Ontem falamos rapidamente sobre os militares do exército que abriram fogo contra um carro no Rio de Janeiro, com uma família dentro, e mataram o músico Evaldo Rosa dos Santos. A notícia divulgada ontem tinha imprecisões: o pedestre que passava na rua não morreu, mas está hospitalizado, e só havia uma criança no carro (o filho de Evaldo).  O Comando Militar do Leste prendeu dez dos 12 militares envolvidos no fuzilamento. 

SEMPRE AS ISENÇÕES

Somente em  2018, o Brasil deixou de arrecadar R$ 2,07 bilhões de reais com a comercialização de agrotóxicos. As desonerações cresceram 32% em relação ao ano anterior.

ATÉ ELE

O último relatório semestral do Banco Mundial pede que países da América Latina prestem mais atenção aos mais pobres, impulsionando planos de proteção social para atravessar as crises. Mas, ao mesmo tempo, coloca a necessidade de o governo brasileiro aprovar sua reforma na Previdência. 

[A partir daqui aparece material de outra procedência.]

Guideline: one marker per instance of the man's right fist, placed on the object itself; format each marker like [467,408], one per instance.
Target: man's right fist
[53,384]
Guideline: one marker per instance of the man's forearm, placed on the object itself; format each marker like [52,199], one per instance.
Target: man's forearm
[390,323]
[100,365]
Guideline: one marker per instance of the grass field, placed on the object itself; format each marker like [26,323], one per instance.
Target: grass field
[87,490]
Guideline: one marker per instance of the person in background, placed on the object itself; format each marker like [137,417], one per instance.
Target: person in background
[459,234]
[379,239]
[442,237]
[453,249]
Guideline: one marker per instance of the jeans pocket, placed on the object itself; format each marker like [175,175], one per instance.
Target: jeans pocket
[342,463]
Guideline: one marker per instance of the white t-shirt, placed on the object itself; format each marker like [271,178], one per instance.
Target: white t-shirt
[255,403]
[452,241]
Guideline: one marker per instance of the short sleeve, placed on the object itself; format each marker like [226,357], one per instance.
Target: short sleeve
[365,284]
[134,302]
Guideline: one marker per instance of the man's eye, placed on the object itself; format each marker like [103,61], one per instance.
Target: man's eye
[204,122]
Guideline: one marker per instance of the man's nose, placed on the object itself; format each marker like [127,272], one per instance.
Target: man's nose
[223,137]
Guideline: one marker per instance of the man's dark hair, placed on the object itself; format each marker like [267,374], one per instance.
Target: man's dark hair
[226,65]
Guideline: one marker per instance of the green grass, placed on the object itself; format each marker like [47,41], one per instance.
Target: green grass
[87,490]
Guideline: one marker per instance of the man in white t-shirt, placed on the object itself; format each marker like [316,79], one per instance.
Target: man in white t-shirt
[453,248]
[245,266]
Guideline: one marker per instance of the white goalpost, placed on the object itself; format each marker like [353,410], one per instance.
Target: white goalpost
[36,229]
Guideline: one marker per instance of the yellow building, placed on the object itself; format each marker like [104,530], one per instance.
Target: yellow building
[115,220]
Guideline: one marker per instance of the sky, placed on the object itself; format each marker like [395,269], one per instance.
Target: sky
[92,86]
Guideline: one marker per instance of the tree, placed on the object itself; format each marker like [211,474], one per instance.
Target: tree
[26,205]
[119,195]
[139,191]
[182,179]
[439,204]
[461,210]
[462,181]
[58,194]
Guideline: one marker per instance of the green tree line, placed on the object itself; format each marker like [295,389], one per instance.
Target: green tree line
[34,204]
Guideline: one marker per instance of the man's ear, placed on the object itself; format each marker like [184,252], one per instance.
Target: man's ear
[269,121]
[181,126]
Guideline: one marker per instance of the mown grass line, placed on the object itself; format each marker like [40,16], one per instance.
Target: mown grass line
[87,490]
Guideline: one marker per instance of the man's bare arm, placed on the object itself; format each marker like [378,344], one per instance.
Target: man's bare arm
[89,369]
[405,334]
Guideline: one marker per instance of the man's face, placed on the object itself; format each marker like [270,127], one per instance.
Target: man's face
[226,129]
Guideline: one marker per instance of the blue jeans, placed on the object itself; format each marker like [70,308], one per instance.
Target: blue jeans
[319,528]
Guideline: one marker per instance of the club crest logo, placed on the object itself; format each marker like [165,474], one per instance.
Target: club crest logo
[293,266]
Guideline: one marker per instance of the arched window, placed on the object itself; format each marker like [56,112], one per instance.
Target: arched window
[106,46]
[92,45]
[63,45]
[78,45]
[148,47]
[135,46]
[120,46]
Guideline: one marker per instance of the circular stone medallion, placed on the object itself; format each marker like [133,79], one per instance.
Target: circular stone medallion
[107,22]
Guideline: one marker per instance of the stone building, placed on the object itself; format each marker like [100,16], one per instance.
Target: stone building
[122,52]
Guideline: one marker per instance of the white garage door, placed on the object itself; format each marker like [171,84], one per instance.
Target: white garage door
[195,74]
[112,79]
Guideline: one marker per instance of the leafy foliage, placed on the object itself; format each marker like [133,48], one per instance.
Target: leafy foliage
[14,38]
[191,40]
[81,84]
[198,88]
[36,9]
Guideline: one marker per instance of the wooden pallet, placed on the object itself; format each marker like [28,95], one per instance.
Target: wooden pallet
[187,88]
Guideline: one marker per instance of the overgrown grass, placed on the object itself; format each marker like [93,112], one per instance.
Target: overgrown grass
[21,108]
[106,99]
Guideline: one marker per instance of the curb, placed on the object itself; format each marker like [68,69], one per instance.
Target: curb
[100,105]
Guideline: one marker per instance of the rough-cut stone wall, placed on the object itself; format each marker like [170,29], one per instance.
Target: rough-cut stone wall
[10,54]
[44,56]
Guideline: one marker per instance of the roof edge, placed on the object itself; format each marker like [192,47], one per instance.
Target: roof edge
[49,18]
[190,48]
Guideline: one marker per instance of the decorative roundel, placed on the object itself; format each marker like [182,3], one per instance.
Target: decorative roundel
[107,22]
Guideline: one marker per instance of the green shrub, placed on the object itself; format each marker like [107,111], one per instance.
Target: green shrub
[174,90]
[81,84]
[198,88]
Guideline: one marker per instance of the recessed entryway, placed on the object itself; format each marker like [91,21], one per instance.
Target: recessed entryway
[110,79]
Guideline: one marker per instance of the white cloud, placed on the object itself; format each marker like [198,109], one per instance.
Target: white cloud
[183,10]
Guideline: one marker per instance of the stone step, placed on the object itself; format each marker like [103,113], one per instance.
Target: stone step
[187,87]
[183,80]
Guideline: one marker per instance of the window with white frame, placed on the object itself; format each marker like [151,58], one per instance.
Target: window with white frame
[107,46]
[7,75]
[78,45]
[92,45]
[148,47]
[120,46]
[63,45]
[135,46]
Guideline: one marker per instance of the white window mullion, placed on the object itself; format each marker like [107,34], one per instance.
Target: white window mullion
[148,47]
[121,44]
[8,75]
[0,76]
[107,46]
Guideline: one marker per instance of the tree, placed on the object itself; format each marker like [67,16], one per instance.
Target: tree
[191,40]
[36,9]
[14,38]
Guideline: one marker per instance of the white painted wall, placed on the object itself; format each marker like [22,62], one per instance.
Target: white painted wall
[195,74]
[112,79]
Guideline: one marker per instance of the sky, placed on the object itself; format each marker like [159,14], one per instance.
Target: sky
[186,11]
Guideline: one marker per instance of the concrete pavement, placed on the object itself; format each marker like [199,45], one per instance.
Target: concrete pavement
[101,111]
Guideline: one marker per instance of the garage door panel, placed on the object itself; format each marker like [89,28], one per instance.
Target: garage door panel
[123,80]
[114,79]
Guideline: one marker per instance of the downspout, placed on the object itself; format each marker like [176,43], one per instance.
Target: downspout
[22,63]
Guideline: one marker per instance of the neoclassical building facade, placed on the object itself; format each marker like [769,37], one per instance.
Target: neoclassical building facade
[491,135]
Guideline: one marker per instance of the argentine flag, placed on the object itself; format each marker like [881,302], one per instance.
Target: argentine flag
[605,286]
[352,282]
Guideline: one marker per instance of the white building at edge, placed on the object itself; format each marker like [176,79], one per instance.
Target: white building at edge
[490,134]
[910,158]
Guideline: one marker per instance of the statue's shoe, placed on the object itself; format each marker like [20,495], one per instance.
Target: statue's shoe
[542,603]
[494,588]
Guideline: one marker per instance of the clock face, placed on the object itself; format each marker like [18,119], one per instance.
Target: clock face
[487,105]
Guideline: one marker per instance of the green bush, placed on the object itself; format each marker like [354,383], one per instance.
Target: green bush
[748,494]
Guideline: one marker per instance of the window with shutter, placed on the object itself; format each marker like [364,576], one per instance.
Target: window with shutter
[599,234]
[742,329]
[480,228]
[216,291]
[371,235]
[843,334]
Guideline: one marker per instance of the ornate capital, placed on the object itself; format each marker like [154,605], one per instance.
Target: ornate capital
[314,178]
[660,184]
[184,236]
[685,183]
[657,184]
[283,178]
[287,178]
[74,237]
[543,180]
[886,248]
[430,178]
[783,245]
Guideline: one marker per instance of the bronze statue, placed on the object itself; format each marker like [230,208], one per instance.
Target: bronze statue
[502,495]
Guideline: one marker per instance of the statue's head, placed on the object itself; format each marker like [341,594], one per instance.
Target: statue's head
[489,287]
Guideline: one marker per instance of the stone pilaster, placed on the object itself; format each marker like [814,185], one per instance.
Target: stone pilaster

Enquanto isso, Paulo Guedes propõe o fim da valorização real do salário mínimo. 

DE ONDE VEIO?

Há um surto de contaminação por E. Coli nos EUA que já se espalhou por cinco estados e atingiu mais de 70 pessoas. Mas as autoridades ainda não descobriram qual foi a fonte. 

16ª CNS

Estão abertas as inscrições para organizar atividades na 16ª Conferência Nacional de Saúde.